Políticos no paredão
O eleitor terá a oportunidade de fazer a grande renovação
na política no ano que vem
João Domingos
Sem que a intenção fosse essa, o Judiciário, o Ministério
Público e a Polícia Federal fizeram mais do que uma reforma política no Brasil
nos últimos anos. No fundo, com suas decisões, investigações e ações, eles
levantaram uma espécie de paredão, no qual fuzilaram a carreira de dezenas de
políticos tradicionais que por muito tempo dominaram a cena no País.
Nessa reforma às avessas, Judiciário, MP e PF decretaram
o fim do sonho dos tucanos Aécio Neves e José Serra de se tornar presidente da
República, inviabilizaram a candidatura do ministro Blairo Maggi (Agricultura),
que estava sendo trabalhada pelo PP, e podem ter acabado com a tentativa do
ex-presidente Lula de voltar ao Palácio do Planalto.
Uns, como Aécio, Serra e Maggi, porque as candidaturas
deles a presidente se tornaram inviáveis depois de terem os nomes envolvidos em
escândalos. Outros, como Lula, porque também se envolveram em escândalos e
correm o risco de condenação em segunda instância, o que os tornaria
inelegíveis, por se tornarem fichas-sujas.

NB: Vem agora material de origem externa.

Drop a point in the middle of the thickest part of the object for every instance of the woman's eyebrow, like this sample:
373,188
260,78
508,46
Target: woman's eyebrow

Um projeto de lei que tratasse de uma reforma política e
eleitoral não teria o alcance que tiveram as decisões e ações do Judiciário, MP
e PF, mesmo que ficasse no Congresso por décadas e lá fosse melhorado ano a
ano.
O certo é que hoje, a não ser que aconteça um milagre, e
eles não podem ser descartados, estão fora da vida política num curto prazo
nomes como o do presidente Michel Temer, dos ministros Moreira Franco e Eliseu
Padilha, dos ex-presidentes da Câmara Henrique Eduardo Alves e Eduardo Cunha,
dos ex-ministros José Dirceu e Antonio Palocci. Não só porque uns estão presos,
outros condenados, outros denunciados, mas porque dificilmente o eleitor
votaria neles para que voltassem a ocupar os cargos eletivos que já
ocuparam.
Além das ações que envolveram investigações, prisões,
denúncias e condenações, uma decisão do STF que proibiu o financiamento
empresarial de campanha também foi fundamental nessa reforma política
impensada.
Quem é que imagina, hoje, a JBS dos irmãos Joesley e
Wesley Batista como a maior doadora de uma campanha eleitoral? Pois de 2005 a
2014, período em que a JBS obteve cerca de R$ 2,5 bilhões do BNDES, a empresa
repassou a candidatos e partidos políticos um total de R$ 463,4 milhões em
valores declarados. Ou cerca de 18,5% de tudo o que recebeu do banco de
fomento.
Essa reforma política feita na marra só foi possível
porque o próprio Congresso aprovou, em 2013, a lei que definiu o que é
organização criminosa e possibilitou o uso do instituto da delação premiada,
seguindo uma tendência mundial de aperfeiçoamento da legislação penal. Em 2010
fora aprovada a Lei da Ficha Limpa, que passou a punir com a inelegibilidade
candidatos condenados por órgãos colegiados, a exemplo dos tribunais regionais
federais e tribunais de Justiça, mais os tribunais superiores.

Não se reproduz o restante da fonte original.